Open MichalPopielski opened 2 years ago
We are testing JAVA_TOOL_OPTIONS
set to -XX:+UseG1GC -XX:+AlwaysActAsServerClassMachine
for AHKQ hosted on our AKS environment.
So far it's working good for few days straight.
We have used this trick for other pods using java apps as well which faced similar OOM issues. Seems that it might help in this case as well.
Root cause: If there're less than 2 CPUs (in our case limit is less than 1 CPU) then serial GC is being used as default one. It seems that it's not good enough and ends up with OOM issues when handling heavy memory usage.
@MichalPopielski : thanks for the information, it can be a good clue!
We too have frequently this issue, G1HC seems to be a better option for akhq and Java 17 greatly improve it, with a 20% reduction in memory footprint. @tchiotludo would you merge a PR that upggrade to Java 17 ? I can work on it.
Also, the issue is on direct memory (out of heap space) so it's strange that using G1GC solves the issue. More memory should be allocated but not more heap to let space for direct memory buffers.
As the container image is JRE it may be hard to investiguate as we misses JDK tools in the image to look at what's going on, I also would like to propose to switch to JDK images instead of JRE one, again I can do this in a PR to migrate to Java 17.
By the way, @MichalPopielski -XX:+AlwaysActAsServerClassMachine
should not be needed if the heap size is more than 1GB as the JVM will switch to server class machine automatically in this case.
@loicmathieu java 17 could make sense I think, go for it. For the jdk one, it will make the image really heavy, why not published on alternative image with jdk that we will ask people to use on debugging purpose ?
Dear All, New OOO error, occurred once again. To solve it we had to restart the whole pod, otherwise users were receiving grey background only.
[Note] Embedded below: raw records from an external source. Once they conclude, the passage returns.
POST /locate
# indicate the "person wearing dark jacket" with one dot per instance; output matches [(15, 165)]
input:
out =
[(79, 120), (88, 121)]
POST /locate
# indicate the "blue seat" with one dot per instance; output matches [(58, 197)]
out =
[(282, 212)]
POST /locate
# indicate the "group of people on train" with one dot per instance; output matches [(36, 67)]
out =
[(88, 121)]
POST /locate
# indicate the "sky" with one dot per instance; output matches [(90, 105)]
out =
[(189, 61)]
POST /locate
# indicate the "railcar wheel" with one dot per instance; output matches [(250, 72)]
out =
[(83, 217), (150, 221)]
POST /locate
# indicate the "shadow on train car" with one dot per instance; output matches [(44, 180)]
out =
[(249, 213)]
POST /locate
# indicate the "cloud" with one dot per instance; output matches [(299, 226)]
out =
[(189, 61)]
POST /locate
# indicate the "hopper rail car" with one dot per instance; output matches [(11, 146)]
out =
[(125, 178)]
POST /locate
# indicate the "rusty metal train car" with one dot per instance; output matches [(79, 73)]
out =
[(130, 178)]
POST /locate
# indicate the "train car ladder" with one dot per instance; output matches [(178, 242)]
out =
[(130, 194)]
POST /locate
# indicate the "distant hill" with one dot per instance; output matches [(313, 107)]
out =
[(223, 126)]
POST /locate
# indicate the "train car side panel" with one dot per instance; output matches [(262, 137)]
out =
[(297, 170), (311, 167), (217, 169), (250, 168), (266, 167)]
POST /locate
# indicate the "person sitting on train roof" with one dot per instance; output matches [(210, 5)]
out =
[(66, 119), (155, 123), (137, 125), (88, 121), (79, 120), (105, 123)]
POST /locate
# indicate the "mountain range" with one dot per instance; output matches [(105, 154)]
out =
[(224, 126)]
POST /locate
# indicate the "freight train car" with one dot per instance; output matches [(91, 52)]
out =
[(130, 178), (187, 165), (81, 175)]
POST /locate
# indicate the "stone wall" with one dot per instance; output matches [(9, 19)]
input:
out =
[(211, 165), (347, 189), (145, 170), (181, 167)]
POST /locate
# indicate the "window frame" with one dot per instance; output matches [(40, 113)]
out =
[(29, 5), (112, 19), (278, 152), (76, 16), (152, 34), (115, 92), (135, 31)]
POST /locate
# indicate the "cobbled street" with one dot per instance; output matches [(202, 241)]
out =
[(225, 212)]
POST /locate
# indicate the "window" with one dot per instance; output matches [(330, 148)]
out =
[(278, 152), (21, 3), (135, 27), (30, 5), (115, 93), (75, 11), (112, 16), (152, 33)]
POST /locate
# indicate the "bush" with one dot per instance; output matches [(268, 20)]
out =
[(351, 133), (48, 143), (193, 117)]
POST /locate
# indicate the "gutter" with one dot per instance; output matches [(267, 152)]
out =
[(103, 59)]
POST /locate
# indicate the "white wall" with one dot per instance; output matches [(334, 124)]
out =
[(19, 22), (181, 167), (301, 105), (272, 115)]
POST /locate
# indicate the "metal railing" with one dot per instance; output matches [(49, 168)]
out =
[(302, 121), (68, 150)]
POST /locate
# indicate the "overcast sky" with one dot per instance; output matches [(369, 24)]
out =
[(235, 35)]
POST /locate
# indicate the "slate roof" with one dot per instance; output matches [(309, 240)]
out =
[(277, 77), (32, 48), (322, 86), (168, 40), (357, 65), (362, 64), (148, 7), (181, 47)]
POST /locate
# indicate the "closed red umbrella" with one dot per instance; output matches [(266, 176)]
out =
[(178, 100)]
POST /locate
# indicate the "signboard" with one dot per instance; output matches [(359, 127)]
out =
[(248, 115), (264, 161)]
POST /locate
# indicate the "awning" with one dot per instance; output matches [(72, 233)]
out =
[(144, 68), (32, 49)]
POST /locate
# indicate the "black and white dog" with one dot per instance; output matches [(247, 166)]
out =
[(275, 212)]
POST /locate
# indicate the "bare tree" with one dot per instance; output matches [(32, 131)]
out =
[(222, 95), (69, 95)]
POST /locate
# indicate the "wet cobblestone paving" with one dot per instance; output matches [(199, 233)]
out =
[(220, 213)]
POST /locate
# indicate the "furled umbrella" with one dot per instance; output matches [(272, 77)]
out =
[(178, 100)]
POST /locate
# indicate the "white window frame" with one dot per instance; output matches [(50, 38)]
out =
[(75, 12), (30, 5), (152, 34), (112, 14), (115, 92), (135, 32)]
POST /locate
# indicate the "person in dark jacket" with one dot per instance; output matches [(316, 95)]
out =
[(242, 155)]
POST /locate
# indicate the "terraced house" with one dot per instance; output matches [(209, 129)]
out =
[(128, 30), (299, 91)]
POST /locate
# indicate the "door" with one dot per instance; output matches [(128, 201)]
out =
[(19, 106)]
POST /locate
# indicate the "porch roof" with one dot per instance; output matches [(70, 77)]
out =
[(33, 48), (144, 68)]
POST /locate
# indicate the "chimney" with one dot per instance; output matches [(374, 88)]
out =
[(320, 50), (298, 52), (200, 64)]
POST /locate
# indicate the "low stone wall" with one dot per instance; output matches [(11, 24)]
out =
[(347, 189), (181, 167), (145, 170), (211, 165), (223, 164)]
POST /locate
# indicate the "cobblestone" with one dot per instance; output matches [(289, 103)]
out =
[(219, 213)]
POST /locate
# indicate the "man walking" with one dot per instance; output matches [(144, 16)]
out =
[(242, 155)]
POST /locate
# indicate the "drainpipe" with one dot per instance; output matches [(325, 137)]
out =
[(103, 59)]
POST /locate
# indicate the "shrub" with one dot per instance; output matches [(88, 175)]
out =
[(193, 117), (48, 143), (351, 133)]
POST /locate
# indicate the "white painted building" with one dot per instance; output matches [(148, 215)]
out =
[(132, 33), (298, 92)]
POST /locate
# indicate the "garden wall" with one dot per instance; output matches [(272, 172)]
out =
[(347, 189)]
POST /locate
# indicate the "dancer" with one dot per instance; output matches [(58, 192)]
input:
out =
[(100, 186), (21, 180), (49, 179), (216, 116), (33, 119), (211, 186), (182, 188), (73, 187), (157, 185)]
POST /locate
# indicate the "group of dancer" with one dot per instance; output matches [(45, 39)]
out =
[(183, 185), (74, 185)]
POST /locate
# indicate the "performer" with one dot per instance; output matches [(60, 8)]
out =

All Java Options were set as in my previous post.
Health metric monitoring such case could help to automate the restart of AKHQ which ran out of memory
We are also seeing OOM exceptions which kill the background processes but does not cause a health check to fail. This causes our monitoring to think akhq is still available and blocks auto healing of the pod in kubernetes. It would be great if the app crashes or at least has a failing health check when only the frontend can be served.
Whenever user starts looking at the topic, the records are being tailed. Recently one of the users started to check data from topic which has really high throughput. My assumption is that AKHQ reaches the memory limit and afterwards users are not able to use AKHQ as it throws OutOfMemoryError:
I tried to increase memory and heap size, but it didn't help (up to 14GB). Any ideas how can I limit the infinite tailing of a topic?